Free Markets

Why Should We Care About Free Markets?

Some folks speak negatively of so-called protectionist policies that interfere with the free market and how this is a terrible thing making us “less competitive”. Others warn of the harmful social consequences of many free market side effects. In order to debate the implications of any type of market economy, we must first understand the semantics of this important term.

What is a Free Market?

Left alone, every market will exhibit the behavior of a free market. By definition, a lack of intervention in the forces that act on supply and demand will produce free market behavior. Specifically, there is freedom in the availability and movement of capital (money), the prices of goods (products & services) and information about those goods. A good example of a free market is eBay. Items are bought & sold to the highest bidder with no government intervention. From a purely economic perspective, free markets will produce the optimum price for goods. Does this mean that a free market has no rules? It is quite the opposite. Even eBay has a set of rules everyone agrees to abide by. This is a very important concept – that information about the market is as available and transparent as the items being sold. It is a level playing field. No one has “inside information” that provides an undue advantage in a transaction. It is regulated. Notice also that all items are bought and sold using the same currency. If a different currency is used, an adjustment is made in the price in terms of that currency to equate the value. This is another critical point. No one can enter a bid in American dollars and then later expect to pay the same number in say Mexican Pesos. In other words there is a consistent medium of exchange.

Here Come the Cheaters

In a highly competitive marketplace with low barriers to entry, price will soon equilibrate and profits will stabilize.
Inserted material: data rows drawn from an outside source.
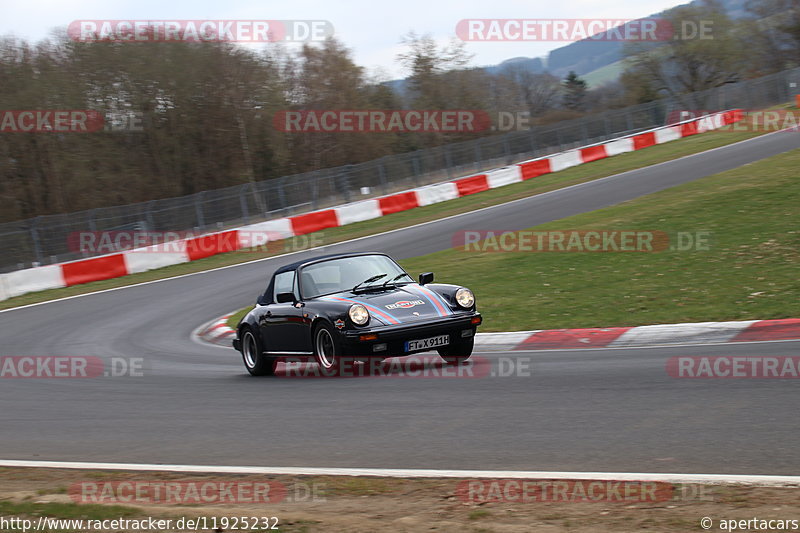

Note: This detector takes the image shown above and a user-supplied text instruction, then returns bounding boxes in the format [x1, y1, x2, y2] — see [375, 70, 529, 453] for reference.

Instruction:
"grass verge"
[0, 125, 770, 312]
[397, 147, 800, 331]
[228, 307, 250, 329]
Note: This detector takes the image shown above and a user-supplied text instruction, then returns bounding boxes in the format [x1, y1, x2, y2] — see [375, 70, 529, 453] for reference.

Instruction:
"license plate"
[405, 334, 449, 352]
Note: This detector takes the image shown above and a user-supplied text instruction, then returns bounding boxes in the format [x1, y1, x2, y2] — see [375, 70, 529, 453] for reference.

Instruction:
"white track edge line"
[0, 129, 783, 316]
[0, 460, 797, 486]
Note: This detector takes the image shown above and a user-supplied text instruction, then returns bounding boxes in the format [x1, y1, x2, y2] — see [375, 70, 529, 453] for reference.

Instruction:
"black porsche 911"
[232, 252, 482, 376]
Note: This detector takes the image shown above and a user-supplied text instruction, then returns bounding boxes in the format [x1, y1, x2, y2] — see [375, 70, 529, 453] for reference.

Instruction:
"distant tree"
[562, 71, 587, 111]
[395, 32, 488, 143]
[396, 32, 473, 108]
[584, 81, 629, 111]
[619, 68, 662, 104]
[621, 0, 746, 99]
[286, 37, 400, 170]
[743, 0, 800, 73]
[499, 65, 561, 117]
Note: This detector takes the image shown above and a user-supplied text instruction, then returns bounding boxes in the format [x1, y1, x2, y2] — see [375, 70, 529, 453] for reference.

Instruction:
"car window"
[273, 271, 298, 301]
[300, 255, 412, 298]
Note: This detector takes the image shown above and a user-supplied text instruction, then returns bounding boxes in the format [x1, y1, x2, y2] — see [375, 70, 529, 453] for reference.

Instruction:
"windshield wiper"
[382, 273, 408, 288]
[352, 273, 387, 292]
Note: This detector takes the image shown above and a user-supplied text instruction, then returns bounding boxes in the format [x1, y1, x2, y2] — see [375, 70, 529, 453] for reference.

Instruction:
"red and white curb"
[0, 460, 798, 486]
[197, 315, 800, 351]
[0, 110, 744, 302]
[510, 318, 800, 350]
[196, 314, 236, 347]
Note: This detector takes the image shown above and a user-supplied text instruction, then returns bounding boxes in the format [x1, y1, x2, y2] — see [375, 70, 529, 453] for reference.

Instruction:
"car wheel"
[313, 322, 342, 370]
[241, 328, 278, 376]
[438, 336, 474, 365]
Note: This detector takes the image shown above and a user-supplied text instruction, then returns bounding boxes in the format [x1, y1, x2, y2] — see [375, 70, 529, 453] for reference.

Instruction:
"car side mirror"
[256, 293, 268, 305]
[276, 292, 296, 304]
[419, 272, 434, 285]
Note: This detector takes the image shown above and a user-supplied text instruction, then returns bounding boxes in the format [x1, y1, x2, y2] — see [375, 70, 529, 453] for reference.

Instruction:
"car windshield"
[299, 255, 413, 298]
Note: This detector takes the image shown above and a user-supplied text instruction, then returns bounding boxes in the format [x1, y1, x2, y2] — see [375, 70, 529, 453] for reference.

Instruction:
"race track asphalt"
[1, 130, 798, 474]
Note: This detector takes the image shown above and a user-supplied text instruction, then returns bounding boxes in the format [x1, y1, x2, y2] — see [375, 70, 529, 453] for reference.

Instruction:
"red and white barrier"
[0, 110, 744, 301]
[655, 126, 682, 144]
[4, 264, 64, 299]
[518, 158, 551, 180]
[335, 200, 382, 225]
[604, 137, 634, 157]
[414, 182, 459, 206]
[454, 174, 489, 196]
[549, 150, 583, 172]
[238, 218, 295, 246]
[379, 191, 419, 215]
[486, 167, 523, 188]
[61, 254, 127, 286]
[289, 209, 338, 235]
[123, 243, 190, 275]
[580, 144, 608, 163]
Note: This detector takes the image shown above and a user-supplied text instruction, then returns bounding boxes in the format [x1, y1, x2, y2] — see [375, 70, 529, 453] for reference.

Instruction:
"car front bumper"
[339, 312, 482, 357]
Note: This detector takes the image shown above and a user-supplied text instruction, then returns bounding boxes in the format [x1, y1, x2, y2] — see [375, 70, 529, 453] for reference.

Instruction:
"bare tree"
[622, 0, 746, 99]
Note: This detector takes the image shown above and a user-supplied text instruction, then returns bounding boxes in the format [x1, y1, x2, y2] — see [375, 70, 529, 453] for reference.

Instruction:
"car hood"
[319, 283, 455, 326]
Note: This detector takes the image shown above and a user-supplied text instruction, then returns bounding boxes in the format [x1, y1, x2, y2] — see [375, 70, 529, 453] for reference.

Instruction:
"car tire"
[240, 327, 278, 376]
[438, 336, 474, 365]
[313, 322, 342, 371]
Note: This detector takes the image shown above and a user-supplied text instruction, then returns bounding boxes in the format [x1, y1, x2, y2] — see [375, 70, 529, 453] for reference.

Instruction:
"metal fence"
[2, 67, 799, 272]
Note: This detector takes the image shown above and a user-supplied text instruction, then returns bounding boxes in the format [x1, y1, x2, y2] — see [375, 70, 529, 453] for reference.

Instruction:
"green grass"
[397, 148, 800, 331]
[35, 487, 67, 496]
[582, 60, 625, 88]
[468, 509, 492, 520]
[228, 307, 252, 329]
[0, 125, 770, 312]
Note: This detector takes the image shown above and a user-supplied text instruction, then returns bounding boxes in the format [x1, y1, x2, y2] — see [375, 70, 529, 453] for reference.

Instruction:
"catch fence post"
[239, 185, 250, 224]
[194, 192, 205, 230]
[30, 217, 44, 266]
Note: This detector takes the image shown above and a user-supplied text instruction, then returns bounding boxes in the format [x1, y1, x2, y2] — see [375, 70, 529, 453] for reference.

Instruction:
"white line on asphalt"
[0, 460, 798, 486]
[0, 128, 789, 315]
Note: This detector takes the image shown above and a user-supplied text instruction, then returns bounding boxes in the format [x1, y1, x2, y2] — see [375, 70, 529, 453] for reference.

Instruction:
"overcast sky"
[2, 0, 686, 78]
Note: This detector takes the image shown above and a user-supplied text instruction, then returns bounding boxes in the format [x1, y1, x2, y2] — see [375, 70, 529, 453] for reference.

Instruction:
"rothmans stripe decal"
[411, 285, 452, 317]
[322, 296, 401, 325]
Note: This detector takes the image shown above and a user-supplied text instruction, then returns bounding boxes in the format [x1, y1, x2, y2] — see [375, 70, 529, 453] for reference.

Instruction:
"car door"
[261, 271, 310, 353]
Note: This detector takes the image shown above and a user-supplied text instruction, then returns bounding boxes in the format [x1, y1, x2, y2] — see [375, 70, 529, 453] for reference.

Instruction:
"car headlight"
[348, 304, 370, 325]
[455, 288, 475, 308]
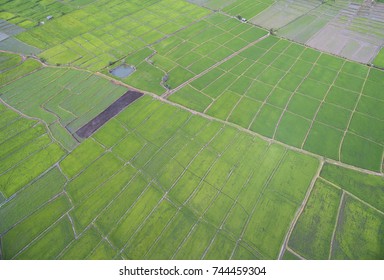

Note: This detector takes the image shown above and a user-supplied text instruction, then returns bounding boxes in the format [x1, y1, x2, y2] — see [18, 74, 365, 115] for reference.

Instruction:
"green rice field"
[0, 0, 383, 260]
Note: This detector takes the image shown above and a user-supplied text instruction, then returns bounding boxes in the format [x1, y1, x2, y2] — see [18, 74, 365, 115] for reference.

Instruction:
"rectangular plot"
[287, 94, 320, 119]
[228, 76, 253, 95]
[0, 134, 51, 175]
[206, 91, 240, 120]
[204, 232, 236, 260]
[59, 226, 101, 260]
[169, 85, 213, 112]
[349, 112, 384, 145]
[116, 96, 160, 129]
[147, 210, 196, 259]
[246, 80, 273, 101]
[244, 192, 297, 259]
[257, 67, 286, 86]
[112, 133, 145, 162]
[266, 150, 319, 204]
[356, 95, 384, 120]
[289, 179, 341, 259]
[88, 240, 118, 260]
[203, 72, 238, 99]
[187, 182, 217, 216]
[275, 112, 311, 148]
[320, 163, 384, 213]
[315, 102, 351, 130]
[174, 221, 216, 259]
[109, 186, 162, 249]
[60, 138, 105, 179]
[0, 143, 66, 198]
[204, 194, 234, 229]
[189, 68, 225, 90]
[15, 217, 74, 260]
[266, 87, 291, 109]
[168, 170, 202, 205]
[0, 118, 37, 148]
[92, 118, 128, 148]
[95, 175, 149, 235]
[250, 104, 282, 138]
[237, 144, 286, 212]
[124, 200, 177, 259]
[2, 195, 71, 259]
[66, 152, 123, 203]
[228, 97, 261, 128]
[341, 133, 382, 172]
[308, 65, 337, 85]
[304, 122, 343, 160]
[0, 167, 66, 234]
[297, 78, 329, 100]
[332, 196, 384, 260]
[71, 165, 137, 232]
[334, 72, 365, 94]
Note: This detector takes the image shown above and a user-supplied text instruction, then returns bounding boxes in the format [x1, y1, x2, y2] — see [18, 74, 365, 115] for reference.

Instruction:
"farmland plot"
[0, 65, 129, 151]
[286, 163, 384, 259]
[10, 0, 210, 71]
[168, 35, 384, 172]
[0, 95, 321, 259]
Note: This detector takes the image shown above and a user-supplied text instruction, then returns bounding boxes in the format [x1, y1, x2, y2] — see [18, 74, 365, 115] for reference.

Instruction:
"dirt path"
[161, 33, 270, 99]
[278, 160, 324, 260]
[328, 191, 346, 260]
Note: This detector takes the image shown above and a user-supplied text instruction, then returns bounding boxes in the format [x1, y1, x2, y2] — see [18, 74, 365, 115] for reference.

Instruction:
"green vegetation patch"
[320, 164, 384, 213]
[289, 180, 342, 259]
[332, 196, 384, 260]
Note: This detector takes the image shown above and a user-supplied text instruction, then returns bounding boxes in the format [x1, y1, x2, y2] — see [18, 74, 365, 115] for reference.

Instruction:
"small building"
[46, 15, 53, 20]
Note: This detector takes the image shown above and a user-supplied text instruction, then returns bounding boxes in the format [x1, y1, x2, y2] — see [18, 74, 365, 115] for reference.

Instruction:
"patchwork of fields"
[0, 0, 383, 260]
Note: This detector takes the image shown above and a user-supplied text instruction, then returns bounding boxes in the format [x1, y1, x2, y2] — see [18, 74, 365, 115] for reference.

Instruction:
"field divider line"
[0, 58, 44, 89]
[272, 52, 323, 141]
[95, 177, 151, 239]
[202, 51, 262, 116]
[142, 206, 182, 259]
[118, 182, 172, 256]
[11, 209, 74, 260]
[319, 176, 384, 216]
[337, 67, 371, 162]
[328, 191, 346, 260]
[286, 246, 306, 260]
[161, 33, 270, 99]
[0, 98, 69, 153]
[0, 134, 53, 177]
[72, 169, 144, 239]
[278, 160, 324, 260]
[301, 59, 348, 149]
[199, 137, 258, 259]
[230, 149, 289, 259]
[246, 45, 298, 132]
[202, 145, 272, 260]
[95, 64, 384, 178]
[170, 129, 241, 259]
[92, 222, 120, 258]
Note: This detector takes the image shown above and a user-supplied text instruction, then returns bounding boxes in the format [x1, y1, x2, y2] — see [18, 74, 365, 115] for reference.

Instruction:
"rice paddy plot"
[169, 34, 384, 171]
[277, 0, 384, 64]
[12, 0, 211, 71]
[0, 66, 129, 151]
[0, 94, 323, 259]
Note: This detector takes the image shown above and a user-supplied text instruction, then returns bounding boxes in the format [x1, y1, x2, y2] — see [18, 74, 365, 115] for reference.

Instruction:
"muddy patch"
[75, 90, 143, 138]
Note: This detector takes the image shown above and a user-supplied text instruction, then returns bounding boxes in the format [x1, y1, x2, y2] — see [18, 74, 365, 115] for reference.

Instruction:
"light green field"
[0, 64, 128, 151]
[0, 0, 383, 261]
[168, 34, 384, 171]
[0, 95, 321, 259]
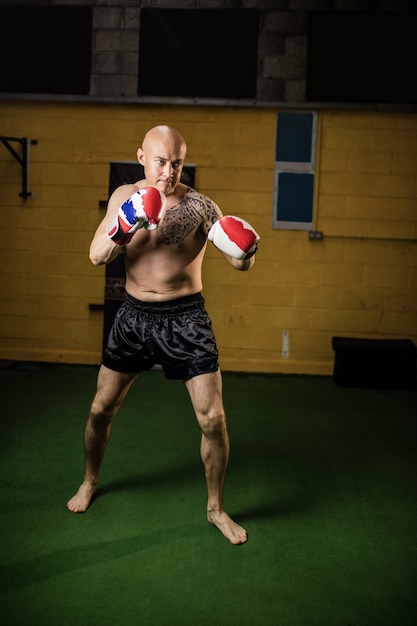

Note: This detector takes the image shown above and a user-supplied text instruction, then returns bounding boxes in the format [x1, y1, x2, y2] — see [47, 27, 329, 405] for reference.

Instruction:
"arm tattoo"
[157, 188, 220, 246]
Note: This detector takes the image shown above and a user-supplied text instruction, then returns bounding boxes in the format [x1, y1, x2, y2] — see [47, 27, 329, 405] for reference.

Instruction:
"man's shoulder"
[180, 187, 222, 232]
[184, 186, 217, 210]
[184, 185, 204, 201]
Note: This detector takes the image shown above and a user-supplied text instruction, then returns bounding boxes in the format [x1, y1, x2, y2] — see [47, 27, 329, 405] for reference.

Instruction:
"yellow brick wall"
[0, 102, 416, 374]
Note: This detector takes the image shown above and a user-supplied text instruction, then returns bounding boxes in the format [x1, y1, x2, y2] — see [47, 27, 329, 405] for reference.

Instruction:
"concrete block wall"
[90, 0, 416, 102]
[8, 0, 413, 103]
[0, 102, 415, 373]
[312, 111, 417, 347]
[0, 0, 416, 373]
[93, 0, 417, 102]
[91, 4, 140, 97]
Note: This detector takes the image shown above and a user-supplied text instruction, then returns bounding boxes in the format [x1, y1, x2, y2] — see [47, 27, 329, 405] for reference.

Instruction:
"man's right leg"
[67, 365, 138, 513]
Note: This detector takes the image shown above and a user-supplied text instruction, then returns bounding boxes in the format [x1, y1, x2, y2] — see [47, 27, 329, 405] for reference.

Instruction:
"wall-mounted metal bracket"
[0, 135, 38, 198]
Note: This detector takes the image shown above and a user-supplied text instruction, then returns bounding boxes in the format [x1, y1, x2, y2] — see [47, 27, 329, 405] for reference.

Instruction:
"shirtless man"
[67, 125, 259, 545]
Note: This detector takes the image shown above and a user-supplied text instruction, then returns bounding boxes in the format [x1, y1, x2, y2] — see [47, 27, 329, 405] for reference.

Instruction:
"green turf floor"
[1, 362, 416, 625]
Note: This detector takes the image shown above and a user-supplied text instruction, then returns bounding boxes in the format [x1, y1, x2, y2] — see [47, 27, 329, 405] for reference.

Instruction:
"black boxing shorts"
[102, 292, 219, 380]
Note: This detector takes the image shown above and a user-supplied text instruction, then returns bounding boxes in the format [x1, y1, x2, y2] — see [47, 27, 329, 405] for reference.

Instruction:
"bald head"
[142, 125, 186, 154]
[137, 125, 187, 195]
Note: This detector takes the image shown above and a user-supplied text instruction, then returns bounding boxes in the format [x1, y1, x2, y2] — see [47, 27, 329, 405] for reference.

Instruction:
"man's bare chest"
[156, 205, 201, 246]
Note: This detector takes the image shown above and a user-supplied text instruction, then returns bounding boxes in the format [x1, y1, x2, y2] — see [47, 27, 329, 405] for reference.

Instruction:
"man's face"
[137, 139, 185, 197]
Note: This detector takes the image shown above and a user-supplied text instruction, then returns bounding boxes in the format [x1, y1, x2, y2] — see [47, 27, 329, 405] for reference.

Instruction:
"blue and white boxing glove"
[107, 187, 166, 245]
[208, 215, 260, 260]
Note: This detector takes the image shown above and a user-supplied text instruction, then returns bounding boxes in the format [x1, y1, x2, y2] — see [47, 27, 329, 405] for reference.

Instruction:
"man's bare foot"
[207, 510, 248, 545]
[67, 482, 96, 513]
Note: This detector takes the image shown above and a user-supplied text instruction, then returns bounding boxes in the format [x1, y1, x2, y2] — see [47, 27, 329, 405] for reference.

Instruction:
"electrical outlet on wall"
[282, 329, 290, 359]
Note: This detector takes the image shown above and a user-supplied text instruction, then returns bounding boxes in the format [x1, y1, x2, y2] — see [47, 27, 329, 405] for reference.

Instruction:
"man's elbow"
[89, 248, 110, 266]
[232, 256, 255, 271]
[90, 254, 104, 266]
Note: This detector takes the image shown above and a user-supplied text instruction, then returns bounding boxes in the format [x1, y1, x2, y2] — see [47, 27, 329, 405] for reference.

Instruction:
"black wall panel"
[0, 5, 92, 95]
[138, 8, 259, 99]
[306, 12, 417, 104]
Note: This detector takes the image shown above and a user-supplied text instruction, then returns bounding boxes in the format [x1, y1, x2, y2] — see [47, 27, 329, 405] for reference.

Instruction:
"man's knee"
[200, 410, 227, 440]
[89, 397, 115, 429]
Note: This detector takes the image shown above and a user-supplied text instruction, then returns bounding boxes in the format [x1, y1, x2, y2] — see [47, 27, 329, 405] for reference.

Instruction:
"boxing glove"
[208, 216, 260, 260]
[107, 187, 166, 245]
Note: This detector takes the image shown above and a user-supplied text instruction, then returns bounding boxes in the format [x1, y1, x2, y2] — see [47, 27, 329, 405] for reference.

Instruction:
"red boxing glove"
[107, 187, 166, 245]
[208, 215, 260, 260]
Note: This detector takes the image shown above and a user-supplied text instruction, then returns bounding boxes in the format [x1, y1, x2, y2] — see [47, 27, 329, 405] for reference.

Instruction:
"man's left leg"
[185, 370, 247, 545]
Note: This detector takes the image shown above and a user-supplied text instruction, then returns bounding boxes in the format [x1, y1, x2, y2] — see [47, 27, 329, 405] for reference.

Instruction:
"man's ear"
[137, 148, 144, 164]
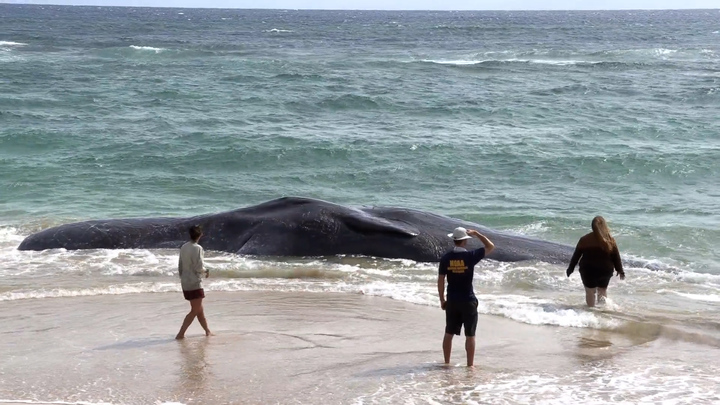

Since participants act in their own self-interest, some will seek to gain any competitive edge they can. Since they can’t compete on price, they will seek to fix the game in their favor in any way possible. Some will resort to bribery, price-fixing and collusion. That is exactly what many lobbyists do today with our elected representatives. Special interests seek to rig the markets in their favor by introducing legislation supportive of their “cause”. So in any free market economy, we need to be continually on the lookout for these kinds of shenanigans. [Note to self: If shenanigans are allowed, there is no free market. Rather it is a rigged market. Lobbying leads to rigged markets].

Monopolies & Oligopolies

Sometimes, companies don’t have to resort to elicit behavior if they can have the market do it for them. One of the harmful consequences possible in a free market is the existence of various degrees of monopolistic behavior brought about by the very nature of some markets. If a single company can command the means of production, they can control prices and are said to be a monopoly. If instead a few suppliers can collude together to control prices artificially, they are oligopolies. Note that the “invisible hand” of economics is powerless to stop this type of behavior. Nevertheless, monopolies are actually very rare – unless they can be manufactured by multinational influence on politicians to fix the game in their favor. Again, in these cases it is no longer a free market – it is a corrupt market.

Caveat Emptor?

Some argue that buyers need to be informed and should defend themselves against the kinds of abuses described above by “staying informed”. They should expect that everything they are told about what is being sold is a lie and behave accordingly; buyers beware. This is how we get melamine instead of milk. More fundamentally, if buyers have to “stay informed”, it is not a free market because information is not flowing freely. When the government gets involved, it is no longer a free market; rather it is a mixed market. Sometimes the government has to get involved to enforce a free market.


Does this mean that free markets are bad? No, they are what they are. Even if one considers free markets “bad” what are the alternatives? The only alternatives are a traditional or a command market, neither of which is a very attractive option. By definition, the only thing we can do in a free market is to meddle with it somehow to “correct” it’s naturally undesirable consequences or to expose and correct any corruption. Very few free markets work well without government regulation of some kind. That’s why America’s economy is a mixed market, not a free market. Since any meddling is a subjective exercise, we can get into a lot of trouble here. In any case, we shouldn’t “throw the baby out with the bathwater”. Instead the notion of free markets should be the basis of the starting point in a mixed market. This meddling is called Political Science.